The jazzy guest singer is Marian Montgomery, dressed and groomed with I think
may be the least flattering period get-up that I've yet seen in a 1970s light
entertainment show. In particular, the non-matching hair extensions add a
element of the bewilderingly grotesque, exacerbated in close-ups by spiders'
legs false eyelashes.
Her unidentifiable song (perhaps entitled 'I'm Gonna Build a Summer House')

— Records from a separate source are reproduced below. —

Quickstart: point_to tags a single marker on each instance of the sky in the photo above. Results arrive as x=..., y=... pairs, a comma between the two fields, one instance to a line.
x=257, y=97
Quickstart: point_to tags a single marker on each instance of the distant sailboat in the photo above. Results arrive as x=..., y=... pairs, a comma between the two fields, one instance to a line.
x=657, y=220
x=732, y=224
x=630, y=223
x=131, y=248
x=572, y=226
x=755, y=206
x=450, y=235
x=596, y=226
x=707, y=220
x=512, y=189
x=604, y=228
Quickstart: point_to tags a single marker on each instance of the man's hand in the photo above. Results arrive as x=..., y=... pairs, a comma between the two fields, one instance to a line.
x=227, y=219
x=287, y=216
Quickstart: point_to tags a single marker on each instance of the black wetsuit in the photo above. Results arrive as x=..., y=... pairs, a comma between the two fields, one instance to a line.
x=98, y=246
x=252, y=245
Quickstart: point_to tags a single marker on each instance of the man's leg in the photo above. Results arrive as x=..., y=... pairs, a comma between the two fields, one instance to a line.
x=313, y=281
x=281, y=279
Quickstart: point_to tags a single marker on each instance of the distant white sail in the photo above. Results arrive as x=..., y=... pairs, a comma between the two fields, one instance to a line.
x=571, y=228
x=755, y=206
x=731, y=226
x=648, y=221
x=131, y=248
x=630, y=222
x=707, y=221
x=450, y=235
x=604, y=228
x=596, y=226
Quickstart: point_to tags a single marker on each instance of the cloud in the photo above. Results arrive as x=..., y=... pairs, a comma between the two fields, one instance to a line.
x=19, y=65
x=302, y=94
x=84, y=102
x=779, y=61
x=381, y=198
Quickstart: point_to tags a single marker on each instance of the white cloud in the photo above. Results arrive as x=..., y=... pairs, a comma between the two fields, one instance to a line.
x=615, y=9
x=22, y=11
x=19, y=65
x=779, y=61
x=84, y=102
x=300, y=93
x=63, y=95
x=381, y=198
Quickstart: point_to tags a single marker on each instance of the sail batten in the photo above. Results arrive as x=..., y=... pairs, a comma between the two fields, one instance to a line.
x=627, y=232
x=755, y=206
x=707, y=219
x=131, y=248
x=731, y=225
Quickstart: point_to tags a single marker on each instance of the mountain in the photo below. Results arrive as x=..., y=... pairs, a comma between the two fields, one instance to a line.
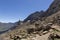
x=5, y=26
x=53, y=8
x=46, y=26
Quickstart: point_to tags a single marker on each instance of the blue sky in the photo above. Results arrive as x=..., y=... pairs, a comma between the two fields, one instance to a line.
x=13, y=10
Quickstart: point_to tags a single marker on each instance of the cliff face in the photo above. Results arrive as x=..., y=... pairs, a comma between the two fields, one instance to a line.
x=46, y=26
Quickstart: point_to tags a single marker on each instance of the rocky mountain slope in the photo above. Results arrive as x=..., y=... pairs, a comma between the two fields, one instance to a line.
x=45, y=26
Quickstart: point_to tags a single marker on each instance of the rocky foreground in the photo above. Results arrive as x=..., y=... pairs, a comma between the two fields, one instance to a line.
x=37, y=26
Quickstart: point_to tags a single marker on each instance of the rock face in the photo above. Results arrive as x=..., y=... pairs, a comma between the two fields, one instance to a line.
x=35, y=16
x=46, y=26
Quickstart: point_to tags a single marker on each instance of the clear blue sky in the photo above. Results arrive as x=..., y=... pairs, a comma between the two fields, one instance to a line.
x=13, y=10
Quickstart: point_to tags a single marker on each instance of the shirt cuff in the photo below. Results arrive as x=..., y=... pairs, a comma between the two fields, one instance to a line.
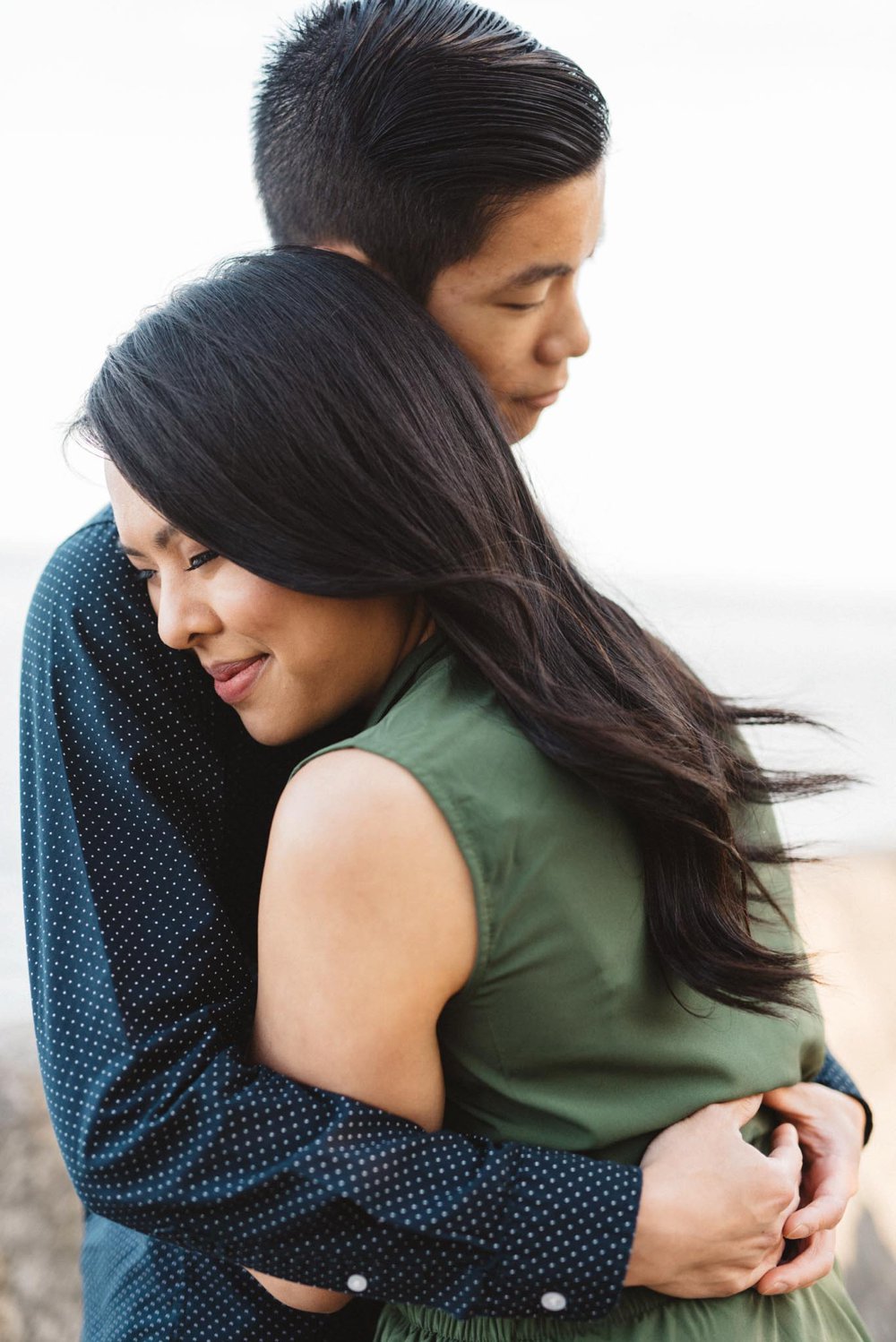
x=566, y=1236
x=833, y=1075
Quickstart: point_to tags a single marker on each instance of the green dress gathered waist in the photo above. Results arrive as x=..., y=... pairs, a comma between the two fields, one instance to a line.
x=566, y=1034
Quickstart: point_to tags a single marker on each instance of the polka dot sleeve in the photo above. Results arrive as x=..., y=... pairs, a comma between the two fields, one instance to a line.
x=145, y=813
x=831, y=1074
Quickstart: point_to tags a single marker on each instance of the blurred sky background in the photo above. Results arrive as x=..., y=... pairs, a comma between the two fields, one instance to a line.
x=722, y=458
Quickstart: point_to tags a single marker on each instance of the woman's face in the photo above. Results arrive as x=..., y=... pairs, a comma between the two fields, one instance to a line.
x=288, y=662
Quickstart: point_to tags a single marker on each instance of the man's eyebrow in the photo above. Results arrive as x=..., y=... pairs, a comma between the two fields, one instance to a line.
x=159, y=539
x=536, y=274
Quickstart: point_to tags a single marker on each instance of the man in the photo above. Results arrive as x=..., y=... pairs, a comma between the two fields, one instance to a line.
x=437, y=142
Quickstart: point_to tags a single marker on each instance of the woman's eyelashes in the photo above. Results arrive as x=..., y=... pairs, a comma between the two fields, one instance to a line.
x=196, y=563
x=199, y=560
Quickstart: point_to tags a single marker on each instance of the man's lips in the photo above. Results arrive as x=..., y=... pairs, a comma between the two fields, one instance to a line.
x=235, y=679
x=544, y=400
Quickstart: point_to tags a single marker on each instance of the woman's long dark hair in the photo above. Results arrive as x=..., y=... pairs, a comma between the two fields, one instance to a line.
x=302, y=417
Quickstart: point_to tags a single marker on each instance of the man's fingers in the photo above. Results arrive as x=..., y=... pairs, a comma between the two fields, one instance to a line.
x=814, y=1261
x=823, y=1213
x=788, y=1099
x=785, y=1149
x=741, y=1110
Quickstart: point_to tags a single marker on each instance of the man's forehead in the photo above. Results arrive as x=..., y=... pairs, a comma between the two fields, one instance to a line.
x=547, y=235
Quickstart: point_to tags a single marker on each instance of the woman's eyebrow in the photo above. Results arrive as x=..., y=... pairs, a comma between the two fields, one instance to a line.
x=161, y=539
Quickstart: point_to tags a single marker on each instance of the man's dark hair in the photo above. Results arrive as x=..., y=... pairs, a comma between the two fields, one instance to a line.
x=407, y=126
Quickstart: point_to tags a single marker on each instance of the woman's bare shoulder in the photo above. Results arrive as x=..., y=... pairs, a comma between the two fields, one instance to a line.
x=356, y=837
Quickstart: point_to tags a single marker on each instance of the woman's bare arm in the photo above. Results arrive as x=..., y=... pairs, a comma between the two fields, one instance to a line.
x=366, y=927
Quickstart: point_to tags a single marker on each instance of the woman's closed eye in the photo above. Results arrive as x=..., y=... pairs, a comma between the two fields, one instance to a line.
x=196, y=563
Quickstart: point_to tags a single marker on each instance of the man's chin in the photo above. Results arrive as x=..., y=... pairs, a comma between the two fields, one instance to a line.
x=520, y=419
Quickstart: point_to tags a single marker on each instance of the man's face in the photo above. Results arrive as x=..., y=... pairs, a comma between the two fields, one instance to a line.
x=513, y=306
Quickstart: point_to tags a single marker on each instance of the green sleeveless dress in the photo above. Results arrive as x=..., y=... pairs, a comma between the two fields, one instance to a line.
x=564, y=1034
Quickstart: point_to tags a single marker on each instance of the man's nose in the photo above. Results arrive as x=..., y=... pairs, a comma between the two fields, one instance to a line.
x=180, y=616
x=569, y=339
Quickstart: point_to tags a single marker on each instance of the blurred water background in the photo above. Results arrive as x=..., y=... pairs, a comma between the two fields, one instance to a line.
x=719, y=462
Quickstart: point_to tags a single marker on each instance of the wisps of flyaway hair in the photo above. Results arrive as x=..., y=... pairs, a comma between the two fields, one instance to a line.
x=407, y=126
x=301, y=415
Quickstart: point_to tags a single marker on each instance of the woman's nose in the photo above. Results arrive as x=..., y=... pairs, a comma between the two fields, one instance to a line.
x=180, y=616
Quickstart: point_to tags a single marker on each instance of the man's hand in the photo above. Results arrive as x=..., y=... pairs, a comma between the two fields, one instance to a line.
x=712, y=1207
x=831, y=1131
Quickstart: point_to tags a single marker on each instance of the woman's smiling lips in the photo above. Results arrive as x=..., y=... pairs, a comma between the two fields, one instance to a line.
x=235, y=679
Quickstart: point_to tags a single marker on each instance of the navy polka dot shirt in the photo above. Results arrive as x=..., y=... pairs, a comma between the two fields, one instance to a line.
x=145, y=815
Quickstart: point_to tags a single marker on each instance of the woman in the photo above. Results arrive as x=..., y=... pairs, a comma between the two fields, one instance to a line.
x=531, y=889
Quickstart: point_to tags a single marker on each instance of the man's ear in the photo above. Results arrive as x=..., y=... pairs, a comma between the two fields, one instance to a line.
x=346, y=248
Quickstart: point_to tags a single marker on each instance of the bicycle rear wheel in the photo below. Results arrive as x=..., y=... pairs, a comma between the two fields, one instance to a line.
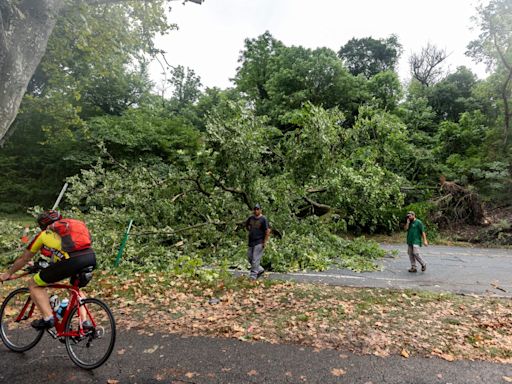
x=16, y=313
x=94, y=346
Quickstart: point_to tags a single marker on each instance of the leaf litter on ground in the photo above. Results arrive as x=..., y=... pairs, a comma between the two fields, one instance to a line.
x=361, y=320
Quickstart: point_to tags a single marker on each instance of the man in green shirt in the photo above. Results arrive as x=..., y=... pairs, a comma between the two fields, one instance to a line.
x=415, y=235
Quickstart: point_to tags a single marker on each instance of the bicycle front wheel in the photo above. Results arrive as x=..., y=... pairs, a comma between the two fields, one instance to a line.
x=92, y=346
x=16, y=313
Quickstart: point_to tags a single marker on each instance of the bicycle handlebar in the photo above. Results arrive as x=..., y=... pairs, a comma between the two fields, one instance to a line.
x=30, y=269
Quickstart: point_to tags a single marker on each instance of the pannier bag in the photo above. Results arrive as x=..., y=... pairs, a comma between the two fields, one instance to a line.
x=74, y=234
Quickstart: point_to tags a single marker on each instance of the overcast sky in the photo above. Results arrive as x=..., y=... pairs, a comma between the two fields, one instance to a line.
x=211, y=35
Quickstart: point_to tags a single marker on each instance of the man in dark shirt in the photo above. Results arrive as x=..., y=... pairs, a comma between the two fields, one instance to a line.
x=259, y=232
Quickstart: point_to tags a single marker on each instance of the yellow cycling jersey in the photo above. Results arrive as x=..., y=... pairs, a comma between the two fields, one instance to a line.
x=50, y=245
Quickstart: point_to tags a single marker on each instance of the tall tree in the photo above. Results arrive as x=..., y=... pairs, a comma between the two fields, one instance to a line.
x=369, y=56
x=254, y=71
x=494, y=46
x=25, y=26
x=426, y=65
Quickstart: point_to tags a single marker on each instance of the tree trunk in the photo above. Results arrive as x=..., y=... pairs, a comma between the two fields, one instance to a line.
x=25, y=26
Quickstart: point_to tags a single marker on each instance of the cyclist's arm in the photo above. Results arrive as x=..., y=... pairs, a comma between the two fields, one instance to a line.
x=19, y=263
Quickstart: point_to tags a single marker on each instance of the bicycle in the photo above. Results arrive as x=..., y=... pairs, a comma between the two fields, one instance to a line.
x=88, y=347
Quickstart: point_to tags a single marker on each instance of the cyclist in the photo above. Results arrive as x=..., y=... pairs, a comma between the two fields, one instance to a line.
x=65, y=263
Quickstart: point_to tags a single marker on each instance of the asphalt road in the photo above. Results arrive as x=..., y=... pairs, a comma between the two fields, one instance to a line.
x=173, y=359
x=481, y=271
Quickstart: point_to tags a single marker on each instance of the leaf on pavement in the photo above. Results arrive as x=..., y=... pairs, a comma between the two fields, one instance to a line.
x=338, y=372
x=151, y=350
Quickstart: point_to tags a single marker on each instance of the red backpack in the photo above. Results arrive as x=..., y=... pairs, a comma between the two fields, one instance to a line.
x=74, y=234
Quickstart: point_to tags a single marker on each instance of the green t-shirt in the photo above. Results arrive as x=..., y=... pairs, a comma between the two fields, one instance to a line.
x=416, y=228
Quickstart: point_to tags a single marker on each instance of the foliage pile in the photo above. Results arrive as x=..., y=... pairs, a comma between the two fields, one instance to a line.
x=327, y=142
x=457, y=206
x=365, y=321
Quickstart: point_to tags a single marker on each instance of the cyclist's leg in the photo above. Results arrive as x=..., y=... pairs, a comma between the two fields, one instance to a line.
x=40, y=297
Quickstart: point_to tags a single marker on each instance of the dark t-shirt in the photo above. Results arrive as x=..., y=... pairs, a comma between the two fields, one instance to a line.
x=257, y=227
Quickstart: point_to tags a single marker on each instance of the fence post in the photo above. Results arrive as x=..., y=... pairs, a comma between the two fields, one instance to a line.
x=123, y=243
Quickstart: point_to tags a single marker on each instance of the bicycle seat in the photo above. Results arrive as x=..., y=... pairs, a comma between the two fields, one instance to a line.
x=84, y=276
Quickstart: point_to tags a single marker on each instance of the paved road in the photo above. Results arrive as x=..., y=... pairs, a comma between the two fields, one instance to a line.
x=481, y=271
x=172, y=359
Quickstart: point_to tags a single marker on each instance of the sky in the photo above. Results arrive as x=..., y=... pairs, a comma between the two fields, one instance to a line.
x=211, y=35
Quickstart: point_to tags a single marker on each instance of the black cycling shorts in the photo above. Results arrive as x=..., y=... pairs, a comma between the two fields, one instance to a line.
x=66, y=268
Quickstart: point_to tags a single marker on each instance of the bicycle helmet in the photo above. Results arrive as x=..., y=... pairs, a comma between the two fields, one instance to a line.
x=46, y=218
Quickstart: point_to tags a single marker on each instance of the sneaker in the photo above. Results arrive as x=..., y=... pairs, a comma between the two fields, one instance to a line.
x=43, y=324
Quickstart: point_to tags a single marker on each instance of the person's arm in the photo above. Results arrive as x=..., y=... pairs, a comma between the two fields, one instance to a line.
x=19, y=263
x=424, y=236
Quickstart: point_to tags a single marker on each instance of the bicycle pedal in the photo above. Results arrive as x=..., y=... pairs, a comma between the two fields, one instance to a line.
x=52, y=332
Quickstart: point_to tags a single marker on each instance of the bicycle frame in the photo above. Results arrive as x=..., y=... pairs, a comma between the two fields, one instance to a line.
x=75, y=301
x=60, y=324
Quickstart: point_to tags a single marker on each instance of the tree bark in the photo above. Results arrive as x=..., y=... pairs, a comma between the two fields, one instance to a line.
x=25, y=27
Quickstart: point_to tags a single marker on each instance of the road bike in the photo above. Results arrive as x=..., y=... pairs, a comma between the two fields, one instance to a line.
x=88, y=346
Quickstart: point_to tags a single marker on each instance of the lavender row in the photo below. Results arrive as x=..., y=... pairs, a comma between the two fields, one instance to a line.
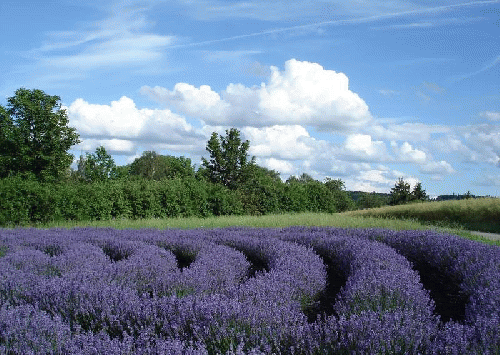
x=96, y=292
x=240, y=290
x=382, y=308
x=474, y=267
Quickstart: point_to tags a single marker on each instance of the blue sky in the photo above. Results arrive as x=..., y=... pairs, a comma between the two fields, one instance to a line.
x=364, y=91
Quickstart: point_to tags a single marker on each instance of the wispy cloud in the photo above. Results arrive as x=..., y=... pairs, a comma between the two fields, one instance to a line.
x=343, y=22
x=120, y=40
x=430, y=23
x=488, y=66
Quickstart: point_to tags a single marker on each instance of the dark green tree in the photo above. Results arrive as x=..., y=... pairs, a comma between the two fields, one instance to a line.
x=342, y=200
x=228, y=159
x=418, y=193
x=98, y=166
x=153, y=166
x=35, y=137
x=400, y=193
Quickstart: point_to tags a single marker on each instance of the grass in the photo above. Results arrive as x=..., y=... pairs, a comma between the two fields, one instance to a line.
x=473, y=214
x=341, y=220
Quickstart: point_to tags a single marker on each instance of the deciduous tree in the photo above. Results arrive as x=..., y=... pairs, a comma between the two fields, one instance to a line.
x=35, y=136
x=98, y=166
x=228, y=159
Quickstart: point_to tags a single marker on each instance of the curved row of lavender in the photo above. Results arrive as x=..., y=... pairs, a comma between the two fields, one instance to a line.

adds to the sense of the peculiar. It seems to going for a note of sunshine pop
whimsy, with daydreamy lyrics about living in a summerhouse of her own
imagination. But the impractical details of this house ("I'll fill it full
of balconies and stairs that do not end") and specific instructions for
its contents ("fill it full of lilac flowers and children with bright
curls/ and china pots and crystals and baskets full of bread") have a
deranged quality ("to make me quiet inside my head").
The feverish nature of the song is magnified by Montgomery's performance,
looking to camera with a heavy-lidded blank gaze, as if in a valium trance. The
final verse appears to be aiming for a note of fantastical affirmative
self-discovery but comes across as a case study in depersonalisation -
I'm gonna build a summerhouse - I hope that you
know why!
I have to take a piece of me and throw it to the sky
And watch it soar and watch it dance and see a part of me
Up there laughing, knowing that I'm free.
I have to take a piece of me and throw it to the sky
And watch it soar and watch it dance and see a part of me
Up there laughing, knowing that I'm free.